Kalon Holdings amends Mandom tender offer, clarifies withdrawal terms
Kalon Holdings Co., Ltd. has filed an amendment to its tender offer for Mandom Corporation, a company listed on the Prime Market of the Tokyo Stock Exchange. The amendment, filed on October 10, 2025, with the Kanto Local Finance Bureau, updates the "Public Notice of Commencement of Tender Offer" originally dated September 26, 2025. This follows Kalon Holdings receiving a "Notice of No Cease and Desist Order" and a "Notice of Shortening the Non-Acquisition Period" from the Japan Fair Trade Commission on October 8, 2025, allowing the acquisition of shares to proceed earlier.
The primary change clarifies the conditions under which the tender offer may be withdrawn. It specifies that withdrawal can occur due to events outlined in Article 14 of the Enforcement Order, including a new provision regarding a Prior Notice of Cease and Desist Order from the Fair Trade Commission, the Period for Measures not ending, or an application for an emergency injunction against Mandom for alleged violation of Article 10, Paragraph 1 of the Act on Prohibition of Private Monopolization and Maintenance of Fair Trade.

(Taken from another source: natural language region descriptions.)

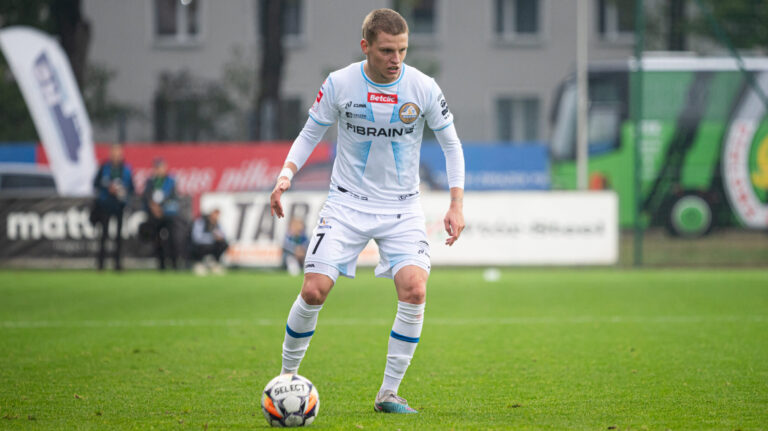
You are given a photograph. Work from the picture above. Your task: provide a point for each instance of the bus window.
(604, 120)
(564, 127)
(607, 110)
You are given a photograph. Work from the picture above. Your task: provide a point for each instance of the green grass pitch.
(539, 349)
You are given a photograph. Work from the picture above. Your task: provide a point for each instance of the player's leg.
(404, 257)
(411, 284)
(332, 251)
(302, 319)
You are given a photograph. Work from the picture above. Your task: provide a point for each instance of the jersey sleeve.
(437, 113)
(323, 110)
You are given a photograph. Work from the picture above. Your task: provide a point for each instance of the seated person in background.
(295, 247)
(207, 243)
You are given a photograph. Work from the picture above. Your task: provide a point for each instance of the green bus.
(703, 148)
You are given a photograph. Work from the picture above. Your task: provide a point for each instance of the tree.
(267, 121)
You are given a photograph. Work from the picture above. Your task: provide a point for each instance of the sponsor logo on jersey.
(444, 105)
(382, 98)
(409, 113)
(379, 131)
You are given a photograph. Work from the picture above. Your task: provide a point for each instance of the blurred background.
(218, 90)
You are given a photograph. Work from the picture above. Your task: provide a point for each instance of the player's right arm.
(322, 115)
(283, 184)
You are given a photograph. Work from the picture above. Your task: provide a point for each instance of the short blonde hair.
(383, 20)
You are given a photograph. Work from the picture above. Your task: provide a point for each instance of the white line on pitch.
(24, 324)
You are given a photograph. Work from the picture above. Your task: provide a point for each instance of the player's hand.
(454, 224)
(283, 184)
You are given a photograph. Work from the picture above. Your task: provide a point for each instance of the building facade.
(498, 62)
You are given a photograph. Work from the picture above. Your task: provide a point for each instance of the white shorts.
(342, 233)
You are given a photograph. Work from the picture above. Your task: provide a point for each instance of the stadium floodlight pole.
(582, 90)
(637, 114)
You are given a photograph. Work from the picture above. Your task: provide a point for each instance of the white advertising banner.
(503, 228)
(46, 81)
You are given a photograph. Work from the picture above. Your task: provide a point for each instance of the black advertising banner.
(59, 228)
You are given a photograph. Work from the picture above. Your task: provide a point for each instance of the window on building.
(518, 18)
(291, 112)
(518, 119)
(616, 19)
(420, 15)
(292, 18)
(177, 21)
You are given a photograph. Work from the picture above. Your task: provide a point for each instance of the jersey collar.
(362, 72)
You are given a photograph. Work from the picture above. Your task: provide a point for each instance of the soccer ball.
(290, 400)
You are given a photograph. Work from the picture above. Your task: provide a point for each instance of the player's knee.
(316, 288)
(414, 287)
(417, 294)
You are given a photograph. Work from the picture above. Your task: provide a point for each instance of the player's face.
(385, 56)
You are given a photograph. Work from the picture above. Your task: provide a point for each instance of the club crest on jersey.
(382, 98)
(409, 112)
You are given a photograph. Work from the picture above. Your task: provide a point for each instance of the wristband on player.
(286, 172)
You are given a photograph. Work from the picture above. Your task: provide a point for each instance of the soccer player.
(381, 106)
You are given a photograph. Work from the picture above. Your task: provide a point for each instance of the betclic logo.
(382, 98)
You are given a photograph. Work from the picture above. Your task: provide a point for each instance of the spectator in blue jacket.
(162, 206)
(114, 187)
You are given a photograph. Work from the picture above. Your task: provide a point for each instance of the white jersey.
(380, 129)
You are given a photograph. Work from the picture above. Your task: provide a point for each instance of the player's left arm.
(440, 119)
(454, 164)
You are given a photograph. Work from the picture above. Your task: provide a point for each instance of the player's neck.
(379, 79)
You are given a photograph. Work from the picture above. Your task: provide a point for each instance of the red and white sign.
(738, 184)
(211, 167)
(382, 98)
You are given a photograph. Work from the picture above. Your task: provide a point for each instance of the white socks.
(402, 343)
(301, 325)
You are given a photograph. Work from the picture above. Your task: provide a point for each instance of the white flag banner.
(45, 77)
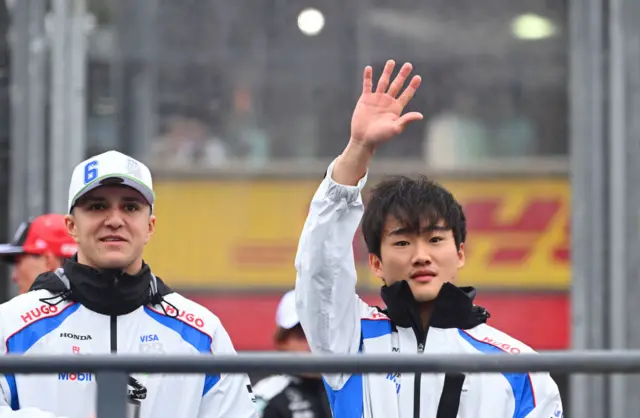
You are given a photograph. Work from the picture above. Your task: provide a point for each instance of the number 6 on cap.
(90, 171)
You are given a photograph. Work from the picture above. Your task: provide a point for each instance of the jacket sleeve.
(328, 307)
(9, 405)
(7, 412)
(547, 402)
(226, 395)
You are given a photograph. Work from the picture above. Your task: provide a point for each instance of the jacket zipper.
(114, 333)
(418, 378)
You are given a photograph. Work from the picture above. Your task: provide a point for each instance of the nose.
(422, 254)
(114, 219)
(14, 274)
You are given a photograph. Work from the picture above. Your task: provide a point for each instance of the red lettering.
(38, 312)
(26, 318)
(482, 216)
(503, 346)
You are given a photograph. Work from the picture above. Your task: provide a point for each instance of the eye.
(401, 243)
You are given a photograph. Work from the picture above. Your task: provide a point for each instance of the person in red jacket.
(39, 246)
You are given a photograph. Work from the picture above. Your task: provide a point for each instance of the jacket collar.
(454, 307)
(107, 291)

The conditions for withdrawal also detail events such as Mandom deciding to pay dividends of surplus or acquire its own shares, where the value is expected to be less than 10% of the book value of net assets (JPY 5,403 million) as stated in its 108th Annual Securities Report on June 23, 2025. This amendment provides further clarity on the terms and potential risks associated with the tender offer.